1. A lossless data compression corpus that is *broad* and also *representative*. That is, there are many types of data (probably 100-1000 files), some small, some large. Importantly the type of correlation structure in the data should be very diverse (eg. not just a ton of different English text files or executables). Too many of the corpora are simply too small, and even the ones that are reasonably large are too self-redundant, they wind up not containing a sample of a certain type of data that does occur in the wild.
Finally the thing that's really missing is there should be a weighting number assigned to each file such that they are given importance based on their chance of occurance in the wild. To get these numbers you could do a few different things - download every archive on thepiratebay and sample what's inside them (this gives you a sampling of the type of files people actually put in archives), or maybe put a snooper on the internet backbone and sample the total set of all data that flies on the internet. The point is that this sampling should be based on the actual frequency of various data types, not just an ad hoc composite.

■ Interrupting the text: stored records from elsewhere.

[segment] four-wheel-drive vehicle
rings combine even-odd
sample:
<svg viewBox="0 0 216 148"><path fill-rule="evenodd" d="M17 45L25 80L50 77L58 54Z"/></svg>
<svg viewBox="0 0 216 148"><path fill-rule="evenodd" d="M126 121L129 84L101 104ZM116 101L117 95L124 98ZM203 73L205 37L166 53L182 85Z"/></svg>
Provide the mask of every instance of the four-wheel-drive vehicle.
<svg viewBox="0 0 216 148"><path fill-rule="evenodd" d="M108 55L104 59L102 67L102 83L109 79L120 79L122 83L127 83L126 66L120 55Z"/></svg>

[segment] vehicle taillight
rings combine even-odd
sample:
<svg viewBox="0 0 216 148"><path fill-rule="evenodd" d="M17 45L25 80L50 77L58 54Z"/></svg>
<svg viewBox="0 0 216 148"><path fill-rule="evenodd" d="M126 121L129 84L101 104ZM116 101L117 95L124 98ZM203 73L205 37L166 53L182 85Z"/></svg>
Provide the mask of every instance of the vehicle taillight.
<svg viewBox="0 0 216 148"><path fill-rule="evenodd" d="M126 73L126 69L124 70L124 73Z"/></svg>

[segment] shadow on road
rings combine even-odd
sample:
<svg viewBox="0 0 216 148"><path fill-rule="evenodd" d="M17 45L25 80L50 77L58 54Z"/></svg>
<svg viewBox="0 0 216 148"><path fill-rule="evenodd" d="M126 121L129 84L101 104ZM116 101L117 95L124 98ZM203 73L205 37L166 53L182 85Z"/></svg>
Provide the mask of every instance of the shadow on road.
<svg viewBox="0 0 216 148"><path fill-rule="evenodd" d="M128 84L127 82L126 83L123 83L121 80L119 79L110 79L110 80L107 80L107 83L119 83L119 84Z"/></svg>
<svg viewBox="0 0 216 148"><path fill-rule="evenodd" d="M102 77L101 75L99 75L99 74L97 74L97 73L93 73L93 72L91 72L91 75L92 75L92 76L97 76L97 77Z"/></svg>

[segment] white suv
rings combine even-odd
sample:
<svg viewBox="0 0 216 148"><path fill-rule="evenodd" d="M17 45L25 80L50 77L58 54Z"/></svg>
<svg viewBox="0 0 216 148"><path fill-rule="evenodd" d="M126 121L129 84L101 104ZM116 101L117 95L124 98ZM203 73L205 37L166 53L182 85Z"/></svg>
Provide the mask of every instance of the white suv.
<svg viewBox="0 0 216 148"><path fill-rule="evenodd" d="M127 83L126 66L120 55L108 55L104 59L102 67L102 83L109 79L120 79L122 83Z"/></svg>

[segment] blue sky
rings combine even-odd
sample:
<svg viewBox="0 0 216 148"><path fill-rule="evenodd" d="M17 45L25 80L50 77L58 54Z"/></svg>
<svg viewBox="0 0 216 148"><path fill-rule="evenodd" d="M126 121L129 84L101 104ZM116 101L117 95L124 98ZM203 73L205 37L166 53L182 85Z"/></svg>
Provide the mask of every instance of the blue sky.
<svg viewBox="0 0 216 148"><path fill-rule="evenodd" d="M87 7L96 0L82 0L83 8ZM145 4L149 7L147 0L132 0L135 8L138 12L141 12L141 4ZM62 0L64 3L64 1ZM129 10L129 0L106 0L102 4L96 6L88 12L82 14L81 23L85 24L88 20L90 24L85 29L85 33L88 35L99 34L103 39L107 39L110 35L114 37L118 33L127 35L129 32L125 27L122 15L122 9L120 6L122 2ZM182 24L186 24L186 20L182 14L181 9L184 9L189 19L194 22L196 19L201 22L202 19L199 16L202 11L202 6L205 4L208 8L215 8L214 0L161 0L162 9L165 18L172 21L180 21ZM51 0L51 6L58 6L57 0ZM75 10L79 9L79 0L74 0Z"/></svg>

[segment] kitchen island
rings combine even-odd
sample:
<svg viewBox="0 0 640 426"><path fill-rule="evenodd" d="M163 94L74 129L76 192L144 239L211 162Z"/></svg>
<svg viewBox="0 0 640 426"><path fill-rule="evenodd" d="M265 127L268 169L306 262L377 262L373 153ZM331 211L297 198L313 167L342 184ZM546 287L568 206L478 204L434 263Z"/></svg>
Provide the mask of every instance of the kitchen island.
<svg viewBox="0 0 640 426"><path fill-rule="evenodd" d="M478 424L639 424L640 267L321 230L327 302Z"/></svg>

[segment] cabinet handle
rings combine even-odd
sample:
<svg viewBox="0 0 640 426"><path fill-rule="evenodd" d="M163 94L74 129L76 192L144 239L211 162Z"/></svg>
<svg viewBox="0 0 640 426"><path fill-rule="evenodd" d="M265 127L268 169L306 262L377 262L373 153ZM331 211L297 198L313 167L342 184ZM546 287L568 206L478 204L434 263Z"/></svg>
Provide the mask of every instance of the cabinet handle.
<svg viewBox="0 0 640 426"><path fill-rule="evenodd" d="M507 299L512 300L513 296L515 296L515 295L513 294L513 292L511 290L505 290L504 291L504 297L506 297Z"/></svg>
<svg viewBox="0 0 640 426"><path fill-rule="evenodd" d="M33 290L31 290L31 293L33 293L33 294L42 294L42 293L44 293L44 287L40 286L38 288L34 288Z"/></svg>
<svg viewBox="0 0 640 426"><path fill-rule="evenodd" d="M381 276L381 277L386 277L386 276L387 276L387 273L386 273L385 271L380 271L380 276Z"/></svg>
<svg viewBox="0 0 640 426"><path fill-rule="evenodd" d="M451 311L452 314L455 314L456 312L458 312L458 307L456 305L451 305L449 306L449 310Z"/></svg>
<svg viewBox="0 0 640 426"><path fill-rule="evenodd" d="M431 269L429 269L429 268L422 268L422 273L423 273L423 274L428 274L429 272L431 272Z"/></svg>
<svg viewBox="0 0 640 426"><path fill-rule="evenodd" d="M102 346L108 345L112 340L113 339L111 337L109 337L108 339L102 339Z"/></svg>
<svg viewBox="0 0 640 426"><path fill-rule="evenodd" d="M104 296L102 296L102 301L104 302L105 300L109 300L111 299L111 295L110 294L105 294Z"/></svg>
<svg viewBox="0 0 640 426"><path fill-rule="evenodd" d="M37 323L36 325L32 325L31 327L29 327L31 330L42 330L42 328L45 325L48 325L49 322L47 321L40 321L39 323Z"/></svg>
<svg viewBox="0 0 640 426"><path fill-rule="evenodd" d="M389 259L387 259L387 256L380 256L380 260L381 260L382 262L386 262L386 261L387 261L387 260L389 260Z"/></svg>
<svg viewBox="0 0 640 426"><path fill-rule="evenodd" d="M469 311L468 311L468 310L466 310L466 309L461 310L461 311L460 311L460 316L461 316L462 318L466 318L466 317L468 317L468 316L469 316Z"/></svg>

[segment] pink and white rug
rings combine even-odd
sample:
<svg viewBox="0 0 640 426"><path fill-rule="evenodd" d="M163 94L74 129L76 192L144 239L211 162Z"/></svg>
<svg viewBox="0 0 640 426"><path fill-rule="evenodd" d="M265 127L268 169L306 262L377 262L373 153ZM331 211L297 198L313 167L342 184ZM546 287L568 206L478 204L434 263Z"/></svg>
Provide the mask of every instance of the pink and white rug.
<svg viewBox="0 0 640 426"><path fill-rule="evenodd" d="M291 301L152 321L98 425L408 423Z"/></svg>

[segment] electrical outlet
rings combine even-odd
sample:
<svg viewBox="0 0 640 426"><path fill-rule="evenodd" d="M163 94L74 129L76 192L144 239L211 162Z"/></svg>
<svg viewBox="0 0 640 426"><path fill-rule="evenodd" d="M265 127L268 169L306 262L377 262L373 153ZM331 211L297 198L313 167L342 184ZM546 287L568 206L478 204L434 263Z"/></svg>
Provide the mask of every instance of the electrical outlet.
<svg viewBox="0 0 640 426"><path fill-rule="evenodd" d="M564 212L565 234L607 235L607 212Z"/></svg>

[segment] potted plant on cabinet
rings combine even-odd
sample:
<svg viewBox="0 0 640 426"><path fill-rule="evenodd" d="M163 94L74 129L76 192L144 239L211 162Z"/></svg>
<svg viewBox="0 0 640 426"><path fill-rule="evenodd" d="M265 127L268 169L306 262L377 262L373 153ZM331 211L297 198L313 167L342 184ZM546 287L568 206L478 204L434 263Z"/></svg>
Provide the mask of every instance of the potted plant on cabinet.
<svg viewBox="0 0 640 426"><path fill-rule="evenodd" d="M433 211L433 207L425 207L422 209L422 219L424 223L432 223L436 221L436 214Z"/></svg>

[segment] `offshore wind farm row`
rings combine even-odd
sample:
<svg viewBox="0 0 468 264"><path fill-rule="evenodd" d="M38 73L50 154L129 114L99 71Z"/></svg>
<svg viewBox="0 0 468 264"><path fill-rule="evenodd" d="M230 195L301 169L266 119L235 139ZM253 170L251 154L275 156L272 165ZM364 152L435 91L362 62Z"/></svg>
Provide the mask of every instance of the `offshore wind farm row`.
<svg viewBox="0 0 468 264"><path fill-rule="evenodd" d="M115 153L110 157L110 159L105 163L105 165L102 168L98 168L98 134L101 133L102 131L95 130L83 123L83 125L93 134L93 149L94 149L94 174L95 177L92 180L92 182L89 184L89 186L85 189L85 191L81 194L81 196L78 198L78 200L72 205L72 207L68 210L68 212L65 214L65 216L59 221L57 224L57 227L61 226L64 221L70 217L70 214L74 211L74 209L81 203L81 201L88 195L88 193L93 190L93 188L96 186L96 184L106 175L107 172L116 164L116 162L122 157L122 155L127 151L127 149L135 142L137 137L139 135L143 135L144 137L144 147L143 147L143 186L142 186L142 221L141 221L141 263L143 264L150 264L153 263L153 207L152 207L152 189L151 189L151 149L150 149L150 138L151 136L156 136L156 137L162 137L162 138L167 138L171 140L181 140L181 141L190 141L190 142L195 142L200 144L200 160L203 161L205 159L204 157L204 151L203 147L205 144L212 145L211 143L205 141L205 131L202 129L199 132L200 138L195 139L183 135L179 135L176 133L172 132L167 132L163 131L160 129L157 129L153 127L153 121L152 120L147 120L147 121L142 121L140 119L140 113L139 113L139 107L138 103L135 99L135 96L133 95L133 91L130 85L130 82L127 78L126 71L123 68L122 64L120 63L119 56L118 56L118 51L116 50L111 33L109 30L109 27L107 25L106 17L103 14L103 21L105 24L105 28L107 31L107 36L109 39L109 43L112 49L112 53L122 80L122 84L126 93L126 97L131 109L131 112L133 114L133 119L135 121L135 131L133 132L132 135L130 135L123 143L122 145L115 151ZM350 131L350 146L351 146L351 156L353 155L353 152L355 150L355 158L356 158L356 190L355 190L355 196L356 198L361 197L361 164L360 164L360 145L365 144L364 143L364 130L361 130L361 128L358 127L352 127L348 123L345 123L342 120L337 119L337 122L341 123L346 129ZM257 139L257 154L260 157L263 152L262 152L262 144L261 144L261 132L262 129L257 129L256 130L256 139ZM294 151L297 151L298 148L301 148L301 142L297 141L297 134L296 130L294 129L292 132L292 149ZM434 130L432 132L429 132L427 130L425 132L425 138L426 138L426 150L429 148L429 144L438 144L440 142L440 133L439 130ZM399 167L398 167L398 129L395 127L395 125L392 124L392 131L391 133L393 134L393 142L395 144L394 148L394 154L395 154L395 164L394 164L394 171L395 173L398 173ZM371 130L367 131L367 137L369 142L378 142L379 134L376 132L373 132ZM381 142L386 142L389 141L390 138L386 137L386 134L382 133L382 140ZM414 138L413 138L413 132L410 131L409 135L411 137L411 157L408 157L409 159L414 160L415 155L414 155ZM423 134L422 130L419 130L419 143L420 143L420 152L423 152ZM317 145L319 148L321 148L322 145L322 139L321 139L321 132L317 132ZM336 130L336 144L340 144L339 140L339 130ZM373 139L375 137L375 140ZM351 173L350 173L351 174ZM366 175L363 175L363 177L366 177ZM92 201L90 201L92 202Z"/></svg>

2. An image set with human quality metrics. Somebody needs to take a big set of test images (32-100), munge them in various ways by running them through various compressors (as well as other ways of damaging them that aren't well known compressors), and then get actual human visual ratings on the damaged versions. Then provide all the damaged versions (or code to produce them) with the human ratings.
If we had a test set like that, we could tweak our algorithmic approximations of human quality rating (eg. SSIM etc) until they reproduce what the actual humans say. This is not a test set for image compressors, it's a test set for image quality metric training, which is what we really need to take image compressors to the next level.